Activities with Deck Boats
GREAT FOR Day Cruising • Watersports
Probably the best thing about boating is that you can share your passion by bringing friends along. With a deck boat, you have the room to bring even more than you could with, say, a small bowrider.
What’s more, deck boats can be outfitted with such great features as kitchenettes and head compartments. That means you can stay out all day and lack for nothing. Deck boats are among the most versatile boats on the market. They do so many things well, it’s no wonder they’re so popular.
Favorite Deck Boat Activities
- Towing your favorite water toy
- Inviting additional passengers thanks to space and stability
- Picnicking on the water
- Swimming off the extended swim platform
- Enjoying the sandbar
Depending on what you want, you can find deck boats geared specifically for fishing, and we mean really geared toward fishing, with pedestal seats, livewells, rod storage and coolers for your catch. For watersports enthusiasts, many deck boats come with towing towers for wakeboarding, tow eyes for pulling your kids on tubes or kneeboards. And because it’s a deck boat, there is a lot of room on either platform.
Invariably, you want to know what the best deck boats are. Relax. It’s hard to go wrong as long as the boat meets your needs. Manufacturers who have been around a long time are a safer bet, because the quality is higher, as is value retention.
Ownership Costs of Deck Boats
The cost to buy a deck boat varies—widely. You could spend less than $16,000 for a smaller 16-footer, or more than $100,000 for a fully-featured larger model. Or, anywhere in between those two figures. You know your budget best, but there is no doubt something available on the market that you can comfortably afford. To figure out how much boat you can afford, use our Boat Loan Calculator.
Boat and engine manufacturers have made great strides to minimize the expense and amount of maintenance a boat requires. That leaves you more time to go boating, and it reduces maintenance costs! Bear in mind, the newer the boat, the less it costs to maintain. As propulsion technology advances, the more durable and convenient it becomes.
Count on oil changes every 50 to 100 hours depending on manufacturer recommendations and whether you use synthetic or mineral oil, and that applies to sterndrive and outboard models. Also, gearcase fluid gets changed at 100-hour intervals, at which point you also inspect things like the anodes, fuel filter, thermostat, spark plugs and accessory drive belts. By the time you get to 300 hours of use, it’s time to replace the spark plugs, drive belts and the rubber water-pump impeller.
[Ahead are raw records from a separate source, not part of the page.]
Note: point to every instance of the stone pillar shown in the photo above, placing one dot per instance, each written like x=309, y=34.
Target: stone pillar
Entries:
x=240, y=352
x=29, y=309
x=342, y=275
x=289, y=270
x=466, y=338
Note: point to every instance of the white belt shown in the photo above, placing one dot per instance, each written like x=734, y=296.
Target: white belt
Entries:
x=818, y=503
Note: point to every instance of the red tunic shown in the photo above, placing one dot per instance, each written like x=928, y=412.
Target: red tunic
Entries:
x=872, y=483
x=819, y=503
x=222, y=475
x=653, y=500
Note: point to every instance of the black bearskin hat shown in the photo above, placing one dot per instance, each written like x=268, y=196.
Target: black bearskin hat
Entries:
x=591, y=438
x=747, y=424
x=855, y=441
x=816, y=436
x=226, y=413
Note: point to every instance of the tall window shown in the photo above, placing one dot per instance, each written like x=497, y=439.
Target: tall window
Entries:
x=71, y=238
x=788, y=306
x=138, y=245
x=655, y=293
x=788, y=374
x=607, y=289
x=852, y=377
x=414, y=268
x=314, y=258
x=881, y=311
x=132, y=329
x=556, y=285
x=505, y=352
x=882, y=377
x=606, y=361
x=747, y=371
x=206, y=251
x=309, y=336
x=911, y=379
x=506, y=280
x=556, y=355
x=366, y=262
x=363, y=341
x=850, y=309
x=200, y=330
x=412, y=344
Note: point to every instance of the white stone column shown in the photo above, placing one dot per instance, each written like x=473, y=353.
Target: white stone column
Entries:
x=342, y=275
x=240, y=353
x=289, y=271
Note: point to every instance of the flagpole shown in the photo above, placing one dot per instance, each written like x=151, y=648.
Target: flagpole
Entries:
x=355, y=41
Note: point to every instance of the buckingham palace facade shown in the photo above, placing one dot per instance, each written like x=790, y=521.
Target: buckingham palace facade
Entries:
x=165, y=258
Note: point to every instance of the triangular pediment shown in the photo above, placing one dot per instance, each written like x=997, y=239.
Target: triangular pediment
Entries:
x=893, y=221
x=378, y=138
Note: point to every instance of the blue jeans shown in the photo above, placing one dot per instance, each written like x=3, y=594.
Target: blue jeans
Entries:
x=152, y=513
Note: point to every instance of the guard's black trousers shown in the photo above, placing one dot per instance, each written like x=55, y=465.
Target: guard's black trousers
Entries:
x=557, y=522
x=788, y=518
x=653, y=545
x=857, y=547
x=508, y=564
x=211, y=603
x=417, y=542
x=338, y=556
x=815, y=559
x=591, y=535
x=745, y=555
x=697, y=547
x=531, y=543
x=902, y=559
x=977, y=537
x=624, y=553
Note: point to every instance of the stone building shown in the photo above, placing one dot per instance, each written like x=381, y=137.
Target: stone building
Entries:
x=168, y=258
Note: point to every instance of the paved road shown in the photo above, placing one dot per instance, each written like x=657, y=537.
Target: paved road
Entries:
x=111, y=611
Most boaters average between 50 and 75 hours per season, more if you live in places like Florida where boating is a year-round activity.
For northern climates, fitting a boat out for spring and winterizing it also cost money, and if you’re paying someone else to perform the service, it’s about 60 percent more expensive than doing it yourself. Figure about $1,000 to $2,000 a year in maintenance costs, worst case scenario. When you approach that 300-hour mark, figure about another thousand.
When you own a boat, you need to account for other costs like safety gear, life jackets, tow ropes, tubes, kneeboards and wakeboards, and more—especially with a deck boat. There are also hard costs to consider:
Deck Boats Technology/Materials/Features
Innovative continues to progress every day for boat manufacturers, and that includes the deck boat market. Recently, there hasn’t been a manufacturer that has broken new ground in terms of technology and materials in the deck boat market—that’s the domain of motor yachts, sailboats and high performance boats.; however, any new developments that come along will eventually find their way into deck boats.
Common features that you can prominently find in deck boats include wider bows, which increase space forward of the windshield, and a hull design that affords more deck space.